After riding for a while, Shane and I left the urban area and come upon a rural road. It looked like the U.S., I was surprised to see, with rows of corn, pine trees and grass.

Shane suggested we stop for lunch on our way back. I was starting to get hungry as my breakfast consisted of a protein bar carted from home. We stopped at a Portuguese restaurant, and I asked for a menu in my poor French. There was no menu, but the special was steak and fries. That sounded too heavy, so we went next store to a grocery store, and bought peaches and bananas.

After our pit stop, we rode fairly fast back to Bordeaux with a slight down hill and tail wind. When we returned to the City Center, we decided to stop for a drink. There seemed to be a lot of commotion going on, with police cars and crowds. Shane thought it was a protest of some sort. Then we saw it was a gay pride parade. We sat at the Irish pub, ordered a drink, and watched the floats and marchers parade by. All the participants were cheerful and boisterous. Many were dressed flamboyantly and there was music blaring and people blowing whistles. (The two men in drag in the photo to the right were surprisingly beautiful!)

We finished our drinks, and we rode the three or so miles back to our hotel.

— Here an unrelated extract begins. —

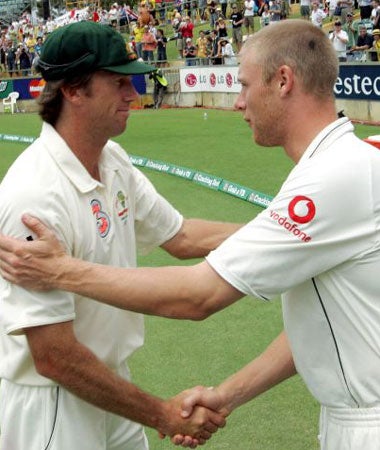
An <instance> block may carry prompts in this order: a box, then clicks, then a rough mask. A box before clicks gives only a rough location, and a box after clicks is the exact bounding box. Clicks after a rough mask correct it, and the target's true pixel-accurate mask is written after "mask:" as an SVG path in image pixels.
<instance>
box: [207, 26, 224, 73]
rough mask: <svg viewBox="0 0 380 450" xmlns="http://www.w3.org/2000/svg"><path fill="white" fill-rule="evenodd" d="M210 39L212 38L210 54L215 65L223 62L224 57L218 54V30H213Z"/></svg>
mask: <svg viewBox="0 0 380 450" xmlns="http://www.w3.org/2000/svg"><path fill="white" fill-rule="evenodd" d="M209 40H210V46H209V52H210V53H209V56H210V59H211V64H213V65H219V64H222V58H220V57H219V56H218V35H217V33H216V30H211V33H210V36H209Z"/></svg>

I showered and then met Becky, Jonathon and Shane for dinner across the street. The food was good, the wine was cheap and we sat enjoying a three hour leisurely dinner. Some more of the tour group came to the restaurant, and I met some new faces. Afterwards we walked to a bar across from our hotel. I ordered another vin rouge and talked to Frank, our mechanic, for a while. By 11, I was feeling tired, and went inside the bar to pay for my wine.

I attempted to ask the bartender how much I owed, and he became annoyed with my bad French. I asked him to teach me how to say some words properly, and he shook his head at my poor pronunciation. I returned to the table and got my purse so I could take a picture of him. Patrick (in the photo on top) was happy to pose for my shot. He started talking some more, and tried to teach me more words. He asked if I wanted to join him in a drink – another vin rouge for me and a shot of rum for him. Our conversation meandered from the war, the economy and the Latin roots of the French language. How good it is to not speak the language to learn how to become a careful listener!

After an hour with my new friend, Patrick, I told him I had to turn in. The next day will have a 60 mile bike ride in store, and I want to be somewhat rested. I thought about my biking group outside, swapping stories of home and each other’s countries. Yet, they were missing out on discovering the culture right before them if they would only extend themselves, however awkwardly, to a French person right before them.

Though, I am enjoying a bit of companionship with the tour, I am starting to wonder if being with a group will limit my immersing myself into a French experience.

I came back to my room, and washed out my cycling clothes that I wore. With all of the luggage I brought, it is amazing for me to think that I have to keep doing my laundry or I will run out of things to wear on this trip.

Lessons for today – extend myself, listen more and immerse myself in each day’s experience. And next time, pack even lighter and wash more often!
My jet lag seems to be improving - it's only 1:15, and I'm ready to sleep!

1 comment:

JtheP123 said...

Congrats on your successful arrival! Keep the updates coming!